02-15-2023, 09:54 AM (This post was last modified: 02-15-2023, 10:02 AM by e1337.)
I have this happen on 1.2b (Manjaro Edition 3GB), although I don't know what trigger (power saving or frequency change). It seems to happen when there's some sort of high CPU and moderate to high network use situation, e.g. it happens sometimes when I launch multiple apps at once with some already running that use the internet. Somehow, the combined activity of all the launches just makes it trip over something. Edit: actually I transferred a mainboard once but I forgot if it was for this one, so it could also be 1.2a (but not older), if someone knows how to check via software let me know
(02-15-2023, 09:54 AM)e1337 Wrote: I have this happen on 1.2b (Manjaro Edition 3GB), although I don't know what trigger (power saving or frequency change). It seems to happen when there's some sort of high CPU and moderate to high network use situation, e.g. it happens sometimes when I launch multiple apps at once with some already running that use the internet. Somehow, the combined activity of all the launches just makes it trip over something. Edit: actually I transferred a mainboard once but I forgot if it was for this one, so it could also be 1.2a (but not older), if someone knows how to check via software let me know
i cannot help much for checking hw version. one could use "lshw", but this command does not show sub versions, in this case, 1.2, 1.2a or 1.2b. (lshw probably needs to be installed first.) "journalctl -r" also works, if you search correct place near boot up, but this also is inaccurate.
i do not recoomend opening directly, but one number may provide clue for what version you have. number is above pogo pins. if it is just "C", i think mainboard is 1.2b. if there is a date, date probably indicates production date. picture is for 1.2a. however, i cannot accurately know what number means.

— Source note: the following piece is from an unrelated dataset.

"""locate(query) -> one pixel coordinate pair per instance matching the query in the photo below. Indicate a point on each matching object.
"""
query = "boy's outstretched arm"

just for pre-emptive warning, if you or others post pictures, pixelize imei codes and similar.
I haven't faced this problem anymore with Manjaro Phosh Beta 29.
Or more precise (I think) after Manjaro updated to Mesa 22.3.5
This use to be nearly daily issue and now I have not seen it once for many many days - maybe over 20 days or something?
(03-02-2023, 09:31 AM)alaraajavamma Wrote: I haven't faced this problem anymore with Manjaro Phosh Beta 29.
Or more precise (I think) after Manjaro updated to Mesa 22.3.5
This use to be nearly daily issue and now I have not seen it once for many many days - maybe over 20 days or something?
if you refer to this bug https://gitlab.freedesktop.org/mesa/mesa/-/issues/8198 , i think, this is totally different issue. i encountered this bug as well, but it was already reported and fixed soon, i didn't put much attention to it.